What is cinema? If when considering cinema you only account for “image” then there’s an obvious history, but “cinema’s sound identity has undergone constant redefintion.” In cinema’s early -pre-1930’s- period, it combined with various audio media to the extent that they cannot be seen separately.
Media is constantly changing, be wary of projecting the current conception onto the past. Because it combines “image and sound technologies” film can integrate or “blend in” any relevant new technique that “serves a particular aesthetic or economic purpose.”
“Nickelodeons” were largely a silent format -a matter of “moving photographs” on literal film. The “familiar audio/visual phenomenon we now call cinema” is not present at this early moment. Soon after however, films began to be shot “in view of a specific accompaniment.” As the cliché has it “the silents were never silent.”
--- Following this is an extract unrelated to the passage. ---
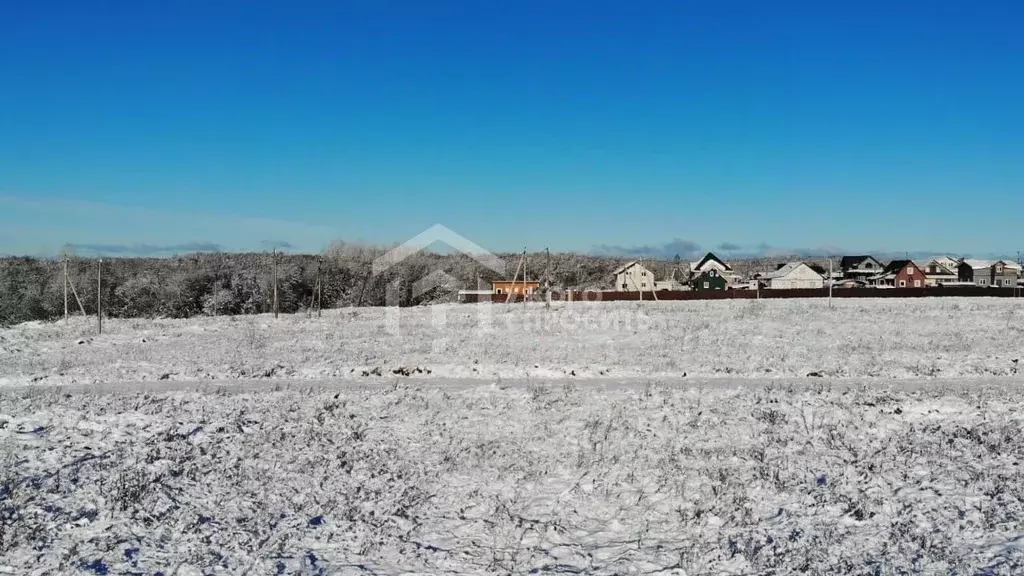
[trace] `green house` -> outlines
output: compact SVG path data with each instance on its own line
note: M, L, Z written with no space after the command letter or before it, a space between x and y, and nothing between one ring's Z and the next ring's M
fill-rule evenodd
M715 268L705 270L690 279L690 288L694 290L725 290L725 277Z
The “phonograph” or “graphophone” was then combined with “the picture machine” to create “the singing and talking moving picture.” This process is primarily identified with the company Cameraphone who initiated the “star system” via their “decision to record vaudeville on film.” However, “it would take nearly two decades to install a durable sound film system.”
“We make more sense of the film industry by understanding it as a complex of related production strategies.” Thanks to this dynamism, early film “could pass rapidly from opera to cartoons and back.”
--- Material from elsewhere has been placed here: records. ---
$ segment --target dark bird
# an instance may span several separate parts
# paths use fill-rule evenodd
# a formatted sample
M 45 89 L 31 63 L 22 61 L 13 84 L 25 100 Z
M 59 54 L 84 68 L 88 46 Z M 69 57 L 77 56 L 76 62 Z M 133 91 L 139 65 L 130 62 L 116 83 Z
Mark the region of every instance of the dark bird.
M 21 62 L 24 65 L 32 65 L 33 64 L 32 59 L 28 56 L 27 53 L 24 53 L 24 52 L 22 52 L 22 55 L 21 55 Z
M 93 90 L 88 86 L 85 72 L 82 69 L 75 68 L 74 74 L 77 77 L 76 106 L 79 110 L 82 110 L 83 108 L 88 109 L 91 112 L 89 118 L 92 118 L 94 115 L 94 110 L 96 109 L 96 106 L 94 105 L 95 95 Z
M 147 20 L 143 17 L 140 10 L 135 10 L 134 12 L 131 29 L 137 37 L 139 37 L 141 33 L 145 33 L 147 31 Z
“Televison was referred to as radio throughout the twenties.” With regards to film and radio “the borders of the media remained an open question” and they had not “definitively separated” by 1922. Film audio was simulcast over radio to multiple theaters in the “Rothacker process.”
The “Victrola” was a “revolution in the phonograph field.” Early sound films “were an outgrowth of the record industry” and emphasized audio, “a telephone, plus a phonograph plus a radio” as one critic put it. “What is a talking picture but a phonograph record with plenty of amplification behind it?” wrote another.
“Representational technologies” like the above audio/visual innovations “take on multiple identities,” are “constantly redefined” and “are subject to the vagaries of reception.” This is opposed to simple notions of “substitution” or “succession”. “Equivalence and improvement in one area are accompanied by a zone of non-equivalence in another.”
Cinema’s history of “conflation with other media” precludes any notion of a succession of “true equivalents.” “Representational technologies” tend “toward multiple definition,” in the case of early cinema “as a circus,” an “exhibition,” or “theater.” In the history of cinema definition is a multifaceted “ongoing struggle” of “jurisdiction.”